Derrière ce titre pompeux qui fera sans doute fuir la plupart de mes lecteurs potentiels (on dirait presque du heidegger...) je viens poser une question assez simple
Je lisais il y'a quelque temps un texte de SF/anticipation (pas extraordinaire mais avec des idées intéressantes, comme souvent dans ce genre litt) dont l'idée centrale était d'imaginer un futur lointain où l'humanité aurait graduellement amélioré ses capacités cognitives à l'aide de l'informatique, jusqu'à un point tel que les êtres humains sont devenus de "super-ordinateurs" capables de "réfléchir" si vite que l'écoulement du temps ne leur fait plus d'effet. Leurs pensées, et surtout les relations inter-personnelles, se résument à des transactions ultra-rapides sur le modèle de l'offre et de la demande (d'information) qui leur permettent d'établir des modèles de pensée qui changent à chaque microseconde tellement leur réflexion va vite. C'est assez bien décrit d'ailleurs.

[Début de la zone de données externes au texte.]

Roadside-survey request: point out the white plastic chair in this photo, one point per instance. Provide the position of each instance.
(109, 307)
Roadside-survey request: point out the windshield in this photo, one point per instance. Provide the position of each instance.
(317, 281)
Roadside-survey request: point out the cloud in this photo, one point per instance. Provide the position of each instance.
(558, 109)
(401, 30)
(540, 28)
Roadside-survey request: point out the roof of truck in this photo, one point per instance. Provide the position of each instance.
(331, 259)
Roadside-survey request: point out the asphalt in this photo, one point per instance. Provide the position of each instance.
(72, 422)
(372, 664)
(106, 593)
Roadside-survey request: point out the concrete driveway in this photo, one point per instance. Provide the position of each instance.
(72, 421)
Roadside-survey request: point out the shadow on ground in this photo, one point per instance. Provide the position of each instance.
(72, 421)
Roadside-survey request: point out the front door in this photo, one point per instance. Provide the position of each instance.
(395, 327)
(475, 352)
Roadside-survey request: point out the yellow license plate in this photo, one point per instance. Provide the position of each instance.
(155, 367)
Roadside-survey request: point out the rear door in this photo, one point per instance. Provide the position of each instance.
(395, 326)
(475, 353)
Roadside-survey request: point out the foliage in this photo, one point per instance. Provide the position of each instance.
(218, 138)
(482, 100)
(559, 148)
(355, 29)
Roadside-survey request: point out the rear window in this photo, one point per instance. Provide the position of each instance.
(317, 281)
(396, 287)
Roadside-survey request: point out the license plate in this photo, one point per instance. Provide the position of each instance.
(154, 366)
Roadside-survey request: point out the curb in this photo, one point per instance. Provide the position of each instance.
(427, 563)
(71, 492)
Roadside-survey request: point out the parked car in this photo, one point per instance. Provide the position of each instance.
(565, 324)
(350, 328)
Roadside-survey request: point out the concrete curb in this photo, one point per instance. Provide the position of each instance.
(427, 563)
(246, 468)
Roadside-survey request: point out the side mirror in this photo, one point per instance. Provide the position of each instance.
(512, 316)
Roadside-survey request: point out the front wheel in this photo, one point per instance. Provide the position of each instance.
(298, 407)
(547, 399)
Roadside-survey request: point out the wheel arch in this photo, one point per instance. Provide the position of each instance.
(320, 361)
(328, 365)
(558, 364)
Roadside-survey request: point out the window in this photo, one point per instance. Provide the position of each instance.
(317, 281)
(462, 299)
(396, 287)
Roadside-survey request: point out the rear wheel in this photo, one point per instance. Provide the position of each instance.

Bref, je ne suis pas venu vous demander de discuter la plausibilité de cette histoire, mais plutôt parce que la "morale" de l'auteur m'a quelque peu intrigué. Il sous entend que ces espèces d'ordinateurs que sont ses humains du futur ont atteint un tel niveau d'efficacité que leur état de conscience devient discutable et donc qu'ils ne sont plus valables comme objet d'étude de l'éthique.
En gros, on a tendance à considérer qu'un être vivant qui n'a "pas assez" de conscience (=un animal) est indigne de considération éthique (= ce n'est pas grave de le tuer par exemple). Ici la question est posée à propos d'un être qui hypothétiquement aurait "trop" de conscience et donc serait à son tour devenu indigne de considération éthique.
En quelque sorte, un être conscient qui n'aurait pas cet état d'éveil "narratif" et linéaire n'aurait donc pas de "vie" (au sens commun du terme) et ne serait plus un objet éthique valable, justement parce qu'il lui manque ce rapport conscience/temps qui crée un être linéaire et "existant".